I want to start this review off by saying that I don’t get out much, and I still have managed to see a handful of kick-ass local bands and a few crappy ones. And yet I have never seen The Kilborn Alley Blues Band, despite the 600-odd live shows the quintet has played. After hearing Put It In The Alley, their latest effort, perhaps I should. It’s music to get drunk to, or at least to go out and dance to. I listened to most of the CD while riding the bus across town, and the MTD doesn’t offer much room for gettin’ down.

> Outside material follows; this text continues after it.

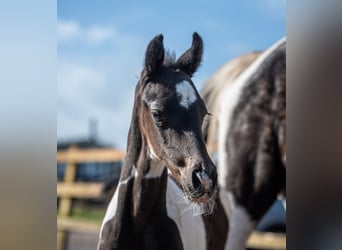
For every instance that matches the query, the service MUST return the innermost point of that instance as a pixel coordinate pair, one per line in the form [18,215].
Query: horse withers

The album opens with “Your Next Baby’s Daddy,” a white trash bar song. Telling a woman she looks fine as she pushes a stroller down the road is pretty classy. The lyrics reminded me of one night at the Cowboy Monkey when an inebriated young man, after learning that I have kids, told me he’d “add more fuel to that fire,” which resulted in myself and my two female companions falling over from laughter rather than swooning. That guy would like “Your Next Baby’s Daddy,” and perhaps he could pick up some pointers.

The album’s third track, “The Blues Take Me In” boasts Joe Asselin’s heady harmonica and classic blues lyrics sung with perfection by Andrew Duncanson. “The blues takes me in/ When my woman puts me out/ The blues is my good friend/ Knows what I’m all about.”

“Tales From the Alley,” a song that is more subdued vocally and melodically, letting guitar and harmonica take center stage, as does “Campbell’s Blues”, another mellow tune with a crying guitar.

Put It In The Alley boasts a diverse array of the blues, from jammin’ (“Blues Boy From Illinois”) to melancholy (“Thousand Miles”), but does not go overboard with either. My only complaint is that the CD ends on a mellower note than I would have liked, with “I Like To Live The Love.” (But the lyrics are sort of a tongue twister!)

The Kilborn Alley Blues Band will be at the Rusty Spur in Decatur on July 28 at 9 p.m.